Effectiveness of a behavioral treatment protocol for selective mutism in children: Design of a randomized controlled trial
Contemporary Clinical Trials Communications , Volume 19
Selective mutism (SM) is a relatively rare anxiety disorder, characterized by a child's consistent failure to speak in various specific social situations (e.g., at school), while being able to speak in other situations (e.g., at home). Prevalence rates vary from 0.2% to 1.9%. SM is usually identified between the ages of 3–5 years.
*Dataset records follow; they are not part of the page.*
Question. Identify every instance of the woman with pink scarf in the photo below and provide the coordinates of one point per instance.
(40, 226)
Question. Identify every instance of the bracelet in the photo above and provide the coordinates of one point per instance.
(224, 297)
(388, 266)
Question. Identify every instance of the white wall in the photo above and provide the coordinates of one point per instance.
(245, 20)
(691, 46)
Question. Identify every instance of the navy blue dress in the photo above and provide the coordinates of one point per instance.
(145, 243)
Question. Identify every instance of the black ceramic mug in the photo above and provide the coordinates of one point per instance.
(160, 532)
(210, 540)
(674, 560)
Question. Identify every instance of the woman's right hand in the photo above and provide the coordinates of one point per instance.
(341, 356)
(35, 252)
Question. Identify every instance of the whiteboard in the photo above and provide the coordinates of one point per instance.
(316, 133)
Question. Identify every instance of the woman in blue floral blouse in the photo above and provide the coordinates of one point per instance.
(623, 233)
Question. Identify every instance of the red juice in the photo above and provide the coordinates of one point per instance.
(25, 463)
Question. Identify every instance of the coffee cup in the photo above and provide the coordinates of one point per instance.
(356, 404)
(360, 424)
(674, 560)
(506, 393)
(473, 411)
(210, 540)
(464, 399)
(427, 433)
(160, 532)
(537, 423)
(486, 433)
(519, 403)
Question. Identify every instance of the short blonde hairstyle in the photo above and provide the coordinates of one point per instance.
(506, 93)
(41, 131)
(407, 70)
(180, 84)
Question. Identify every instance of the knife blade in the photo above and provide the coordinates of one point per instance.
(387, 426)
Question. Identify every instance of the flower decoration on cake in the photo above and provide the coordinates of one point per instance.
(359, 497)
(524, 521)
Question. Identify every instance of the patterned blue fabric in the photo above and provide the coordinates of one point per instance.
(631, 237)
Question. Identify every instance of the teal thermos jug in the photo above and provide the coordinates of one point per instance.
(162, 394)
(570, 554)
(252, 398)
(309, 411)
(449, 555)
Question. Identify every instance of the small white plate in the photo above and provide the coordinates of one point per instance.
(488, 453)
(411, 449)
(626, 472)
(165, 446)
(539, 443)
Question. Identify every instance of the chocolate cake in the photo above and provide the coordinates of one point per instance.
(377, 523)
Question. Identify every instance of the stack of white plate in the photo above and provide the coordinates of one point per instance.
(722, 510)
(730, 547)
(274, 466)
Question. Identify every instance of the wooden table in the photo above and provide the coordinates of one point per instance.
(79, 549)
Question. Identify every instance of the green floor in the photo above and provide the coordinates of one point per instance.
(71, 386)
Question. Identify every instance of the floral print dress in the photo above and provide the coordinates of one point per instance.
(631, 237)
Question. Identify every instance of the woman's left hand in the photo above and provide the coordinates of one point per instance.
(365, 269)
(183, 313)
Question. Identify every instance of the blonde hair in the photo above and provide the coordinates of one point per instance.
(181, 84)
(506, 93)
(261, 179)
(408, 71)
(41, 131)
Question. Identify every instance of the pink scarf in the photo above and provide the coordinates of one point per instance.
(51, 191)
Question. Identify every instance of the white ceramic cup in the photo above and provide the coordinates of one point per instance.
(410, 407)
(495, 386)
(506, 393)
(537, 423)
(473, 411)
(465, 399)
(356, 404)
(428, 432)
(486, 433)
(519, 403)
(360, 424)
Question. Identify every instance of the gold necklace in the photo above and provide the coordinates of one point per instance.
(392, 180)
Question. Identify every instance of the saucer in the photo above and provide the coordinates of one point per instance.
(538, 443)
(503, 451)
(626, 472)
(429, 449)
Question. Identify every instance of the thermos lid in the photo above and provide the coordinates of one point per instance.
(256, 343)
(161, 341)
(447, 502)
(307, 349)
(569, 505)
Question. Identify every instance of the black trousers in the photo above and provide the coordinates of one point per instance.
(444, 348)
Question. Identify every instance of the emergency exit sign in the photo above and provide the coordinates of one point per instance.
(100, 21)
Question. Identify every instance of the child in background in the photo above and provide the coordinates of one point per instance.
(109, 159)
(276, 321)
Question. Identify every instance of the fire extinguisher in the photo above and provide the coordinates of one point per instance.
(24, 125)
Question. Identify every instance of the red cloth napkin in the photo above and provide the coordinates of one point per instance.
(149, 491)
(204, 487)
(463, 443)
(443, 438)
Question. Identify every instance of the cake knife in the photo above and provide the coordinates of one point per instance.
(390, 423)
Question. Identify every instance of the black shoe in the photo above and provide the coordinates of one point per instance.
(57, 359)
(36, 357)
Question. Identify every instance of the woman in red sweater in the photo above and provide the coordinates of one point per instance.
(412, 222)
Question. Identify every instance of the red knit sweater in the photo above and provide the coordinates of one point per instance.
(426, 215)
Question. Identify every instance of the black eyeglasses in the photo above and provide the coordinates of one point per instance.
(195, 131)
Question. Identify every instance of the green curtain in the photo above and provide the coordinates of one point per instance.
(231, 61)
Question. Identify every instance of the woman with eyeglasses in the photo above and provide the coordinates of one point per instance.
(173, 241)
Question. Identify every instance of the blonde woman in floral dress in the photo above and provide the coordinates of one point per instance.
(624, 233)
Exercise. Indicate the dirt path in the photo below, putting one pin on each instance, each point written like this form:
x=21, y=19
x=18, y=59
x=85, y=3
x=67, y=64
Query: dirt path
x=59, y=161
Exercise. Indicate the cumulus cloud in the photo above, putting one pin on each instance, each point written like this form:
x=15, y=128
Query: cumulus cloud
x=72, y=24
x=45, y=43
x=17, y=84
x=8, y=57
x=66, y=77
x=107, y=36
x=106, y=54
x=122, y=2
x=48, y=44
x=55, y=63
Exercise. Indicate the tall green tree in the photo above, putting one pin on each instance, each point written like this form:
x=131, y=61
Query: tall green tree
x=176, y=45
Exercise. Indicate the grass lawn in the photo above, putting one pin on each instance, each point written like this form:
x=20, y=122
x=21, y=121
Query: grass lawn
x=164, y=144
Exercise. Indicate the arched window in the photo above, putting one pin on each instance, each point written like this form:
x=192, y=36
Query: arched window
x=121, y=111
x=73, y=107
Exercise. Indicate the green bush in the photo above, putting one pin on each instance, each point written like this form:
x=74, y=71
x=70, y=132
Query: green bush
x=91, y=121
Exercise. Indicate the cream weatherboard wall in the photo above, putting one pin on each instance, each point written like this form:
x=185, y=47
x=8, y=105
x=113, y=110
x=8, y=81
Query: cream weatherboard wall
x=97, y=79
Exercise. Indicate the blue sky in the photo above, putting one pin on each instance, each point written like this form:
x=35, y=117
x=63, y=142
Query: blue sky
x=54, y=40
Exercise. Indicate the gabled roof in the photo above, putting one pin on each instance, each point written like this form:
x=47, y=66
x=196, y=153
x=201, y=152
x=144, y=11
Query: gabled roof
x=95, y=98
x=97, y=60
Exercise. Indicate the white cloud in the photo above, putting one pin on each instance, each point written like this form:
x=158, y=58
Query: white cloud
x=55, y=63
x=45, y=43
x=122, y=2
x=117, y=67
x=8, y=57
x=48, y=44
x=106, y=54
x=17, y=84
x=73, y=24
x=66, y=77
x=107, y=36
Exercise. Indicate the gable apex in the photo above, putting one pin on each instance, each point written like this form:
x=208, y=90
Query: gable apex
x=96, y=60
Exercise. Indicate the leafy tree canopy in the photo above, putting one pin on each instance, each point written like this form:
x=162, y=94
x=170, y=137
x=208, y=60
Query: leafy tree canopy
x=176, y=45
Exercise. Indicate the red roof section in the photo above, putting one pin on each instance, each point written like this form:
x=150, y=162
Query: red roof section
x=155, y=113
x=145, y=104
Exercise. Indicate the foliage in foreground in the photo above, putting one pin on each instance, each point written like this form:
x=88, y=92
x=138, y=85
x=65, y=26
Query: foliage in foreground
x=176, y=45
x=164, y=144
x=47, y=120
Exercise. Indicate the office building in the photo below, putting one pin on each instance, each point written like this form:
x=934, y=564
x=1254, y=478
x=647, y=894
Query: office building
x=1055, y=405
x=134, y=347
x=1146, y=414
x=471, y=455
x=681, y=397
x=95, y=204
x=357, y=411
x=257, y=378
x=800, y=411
It is often underdiagnosed and consequently children receive no or inadequate treatment, with negative consequences for school and social functioning. If left untreated, SM can result in complex, chronic anxiety and/or mood disorders in adolescence and impaired working careers in adulthood. Currently, no evidence-based treatment for SM is available in the Netherlands, therefore this study aims to  test the effectiveness of a treatment protocol for SM that is carried out at school, and to  identify baseline predictors for treatment success. This article presents the design of a randomized controlled trial into the effectiveness of a behavioral therapeutic protocol for selective mutism in children (age 3–18). The expected study population is n = 76. Results of the treatment group (n = 38) will be compared with those of a waiting list control group (WCG) (n = 38). Pre and post treatment assessments will be conducted at comparable moments in both groups, with baseline assessment at intake, the second assessment at 12 weeks and post-assessment at the end of treatment. If proven effective, we aim to structurally implement this protocol as evidence-based treatment for SM.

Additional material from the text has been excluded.